There are some limitations of the study. One of the possible limitations of the study is the fact that the dropout of VLBW children reached 35% from the intended population which is the fact that may produce a bias in the result interpretation. Aetiology of dental caries is multifactorial and not all risk factors have been evaluated in this study. Systemic diseases in early childhood have not the same impact on caries risk, although the systemic disease is generally considered as the risk factor. The most important is the subsequent parental attitude to oral health and dental care. The further long term observation of children with VLBW and prematurity is necessary for better identification the caries risk factors.

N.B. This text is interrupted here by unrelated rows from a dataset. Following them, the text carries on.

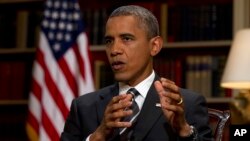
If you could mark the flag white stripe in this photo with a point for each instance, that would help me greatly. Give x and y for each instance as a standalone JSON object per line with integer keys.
{"x": 56, "y": 73}
{"x": 43, "y": 135}
{"x": 87, "y": 85}
{"x": 35, "y": 107}
{"x": 52, "y": 111}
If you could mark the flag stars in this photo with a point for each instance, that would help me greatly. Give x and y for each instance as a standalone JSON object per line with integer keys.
{"x": 57, "y": 47}
{"x": 52, "y": 25}
{"x": 67, "y": 37}
{"x": 47, "y": 13}
{"x": 59, "y": 36}
{"x": 45, "y": 24}
{"x": 49, "y": 3}
{"x": 57, "y": 4}
{"x": 69, "y": 27}
{"x": 76, "y": 16}
{"x": 63, "y": 15}
{"x": 64, "y": 5}
{"x": 61, "y": 25}
{"x": 51, "y": 35}
{"x": 55, "y": 15}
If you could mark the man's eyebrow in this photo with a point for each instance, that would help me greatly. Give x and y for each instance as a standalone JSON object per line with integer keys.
{"x": 126, "y": 35}
{"x": 108, "y": 37}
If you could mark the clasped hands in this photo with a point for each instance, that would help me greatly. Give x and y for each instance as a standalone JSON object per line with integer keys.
{"x": 171, "y": 104}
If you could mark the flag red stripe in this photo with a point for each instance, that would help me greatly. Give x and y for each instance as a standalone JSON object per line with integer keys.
{"x": 54, "y": 92}
{"x": 68, "y": 75}
{"x": 33, "y": 122}
{"x": 80, "y": 60}
{"x": 36, "y": 89}
{"x": 49, "y": 127}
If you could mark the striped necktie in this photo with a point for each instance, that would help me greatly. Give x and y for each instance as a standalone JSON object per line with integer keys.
{"x": 126, "y": 132}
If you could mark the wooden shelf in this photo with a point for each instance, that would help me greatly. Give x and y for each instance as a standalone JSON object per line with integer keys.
{"x": 17, "y": 50}
{"x": 219, "y": 100}
{"x": 199, "y": 44}
{"x": 13, "y": 102}
{"x": 18, "y": 1}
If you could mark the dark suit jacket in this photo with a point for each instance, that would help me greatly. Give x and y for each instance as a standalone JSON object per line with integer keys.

The study confirmed anamnestic and medical differences between one year old pre-term, VLBW infants and full-term NBW infants. The proportional representation and count of S. mutans did not reveal statistical difference neither in VLBW and NBW children, nor in their mothers. Dental health instructions, setting of appropriate dietary and oral hygiene habits, as well as the adoption of efficient preventive measures are of paramount importance in VLBW babies to prevent dental problem in childhood.